Technical Implementation Notes
File Structure
The door system is split across several files:
DungeonTypes.h- Enums for door states and access typesDeepHaulDoor.h/.cpp- The door actor itselfInteractionComponent.h/.cpp- Player-side interaction scanningInteractableComponent.h/.cpp- Object-side interaction interfaceGA_Interact.h/.cpp- Gameplay Ability for interaction logic
Replication Pattern
Doors use the standard "server authoritative, replicated state" pattern. No custom serialization, no OnRep functions - just a replicated property that drives cosmetic updates on clients.
This keeps the implementation simple and maintainable. As documented in DeepHaul_Replication_Patterns.md, I use more complex patterns (like deferred physics impulse replication) for physics-heavy systems, but doors don't need that complexity.
Performance Considerations
Doors are placed during level startup via Grid Flow markers (see DeepHaul_Door_System_Design.md for the full procedural generation notes - though that's been superseded by in-editor placement). Each level has 20-40 doors, and each door has:
- A static mesh component (the door itself)
- A collision box (for physics blocking)
- An interactable component (for player interaction)
- An audio component (for AI alerts)
No active ticking unless the door is in the process of opening/closing. This keeps the CPU cost minimal even with dozens of doors per level.
What's Next
The door system is fully functional for Early Access, but there are a few planned expansions:
Hacking Minigames - Right now, EDoorAccessType::Hacked is just a boolean flag. The plan is to add a simple circuit-tracing minigame (think BioShock's pipe puzzles) that appears when you interact with a hacked door.
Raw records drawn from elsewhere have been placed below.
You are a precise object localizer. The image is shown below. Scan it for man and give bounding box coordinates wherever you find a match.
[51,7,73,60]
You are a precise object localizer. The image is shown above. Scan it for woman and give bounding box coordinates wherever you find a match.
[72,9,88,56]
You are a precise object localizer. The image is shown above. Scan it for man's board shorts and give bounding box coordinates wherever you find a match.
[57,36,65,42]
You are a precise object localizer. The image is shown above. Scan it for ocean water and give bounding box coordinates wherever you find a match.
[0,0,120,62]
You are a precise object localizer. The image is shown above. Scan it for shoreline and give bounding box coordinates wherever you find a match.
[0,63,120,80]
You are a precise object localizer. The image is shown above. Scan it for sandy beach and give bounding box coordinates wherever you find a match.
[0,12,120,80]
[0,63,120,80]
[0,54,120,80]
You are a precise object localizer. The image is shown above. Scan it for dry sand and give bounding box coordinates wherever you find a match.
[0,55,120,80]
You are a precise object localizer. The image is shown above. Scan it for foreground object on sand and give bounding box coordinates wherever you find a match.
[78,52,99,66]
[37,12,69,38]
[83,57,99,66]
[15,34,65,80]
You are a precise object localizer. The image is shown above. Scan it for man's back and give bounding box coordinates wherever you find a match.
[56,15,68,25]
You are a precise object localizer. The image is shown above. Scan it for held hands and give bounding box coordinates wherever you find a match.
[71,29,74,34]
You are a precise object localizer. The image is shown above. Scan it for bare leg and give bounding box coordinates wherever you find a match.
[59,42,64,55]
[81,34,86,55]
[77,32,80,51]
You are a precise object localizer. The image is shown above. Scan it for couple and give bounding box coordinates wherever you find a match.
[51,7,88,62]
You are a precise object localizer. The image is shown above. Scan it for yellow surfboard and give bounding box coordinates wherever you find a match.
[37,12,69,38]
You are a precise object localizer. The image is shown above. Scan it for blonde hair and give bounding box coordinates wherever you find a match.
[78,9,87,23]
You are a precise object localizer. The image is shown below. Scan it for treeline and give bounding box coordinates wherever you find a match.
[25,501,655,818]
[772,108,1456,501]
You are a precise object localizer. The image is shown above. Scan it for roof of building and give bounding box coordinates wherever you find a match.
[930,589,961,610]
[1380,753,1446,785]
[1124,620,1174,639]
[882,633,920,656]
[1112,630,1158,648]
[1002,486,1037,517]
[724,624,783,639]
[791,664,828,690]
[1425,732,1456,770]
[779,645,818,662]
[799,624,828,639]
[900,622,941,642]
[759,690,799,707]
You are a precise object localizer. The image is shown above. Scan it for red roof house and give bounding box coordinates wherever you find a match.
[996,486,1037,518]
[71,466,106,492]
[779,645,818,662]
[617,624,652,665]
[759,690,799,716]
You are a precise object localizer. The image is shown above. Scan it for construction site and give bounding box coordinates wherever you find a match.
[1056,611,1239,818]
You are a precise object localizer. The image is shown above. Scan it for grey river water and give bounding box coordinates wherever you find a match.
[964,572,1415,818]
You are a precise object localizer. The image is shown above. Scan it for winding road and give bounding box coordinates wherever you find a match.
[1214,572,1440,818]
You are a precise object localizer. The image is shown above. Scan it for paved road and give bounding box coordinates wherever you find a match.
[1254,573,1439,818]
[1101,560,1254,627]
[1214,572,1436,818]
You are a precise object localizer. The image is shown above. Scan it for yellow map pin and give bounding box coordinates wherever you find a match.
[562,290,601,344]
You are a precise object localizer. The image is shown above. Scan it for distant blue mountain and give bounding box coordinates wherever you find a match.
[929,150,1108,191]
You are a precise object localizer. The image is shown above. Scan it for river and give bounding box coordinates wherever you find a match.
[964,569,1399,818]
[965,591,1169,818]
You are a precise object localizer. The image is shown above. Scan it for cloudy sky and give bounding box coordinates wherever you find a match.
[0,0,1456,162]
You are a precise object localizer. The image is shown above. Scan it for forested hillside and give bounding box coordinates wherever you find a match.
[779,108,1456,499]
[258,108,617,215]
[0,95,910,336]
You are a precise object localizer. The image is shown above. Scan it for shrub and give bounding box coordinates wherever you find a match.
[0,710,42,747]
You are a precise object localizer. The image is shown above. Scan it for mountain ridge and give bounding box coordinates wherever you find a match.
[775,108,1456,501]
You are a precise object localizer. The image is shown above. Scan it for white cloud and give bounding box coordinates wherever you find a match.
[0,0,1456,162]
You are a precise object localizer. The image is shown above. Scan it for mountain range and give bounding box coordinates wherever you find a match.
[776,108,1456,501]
Environmental Hazards - Some doors will have "hazard states" (on fire, electrified, etc.) that damage players who try to open them without proper equipment. This is already in the design doc; I just haven't implemented the visual effects yet.
Procedural Access Assignment - For future procedural dungeon generation, doors will assign access requirements based on room types. High-value cargo rooms might spawn locked with a keycard, forcing players to explore other areas first.
But for now, the system does exactly what it needs to: make every door a decision.
"This concludes the technical briefing on Door Interaction Protocols. Salvage Solutions Inc. reminds Associates that doors are provided as a convenience, not a guarantee of safety. If a door fails to protect you from atmospheric events, structural collapse, or involuntary biological processing by unregistered occupants, this is within expected operational parameters. Thank you for your compliance." - S.A.L.L.I.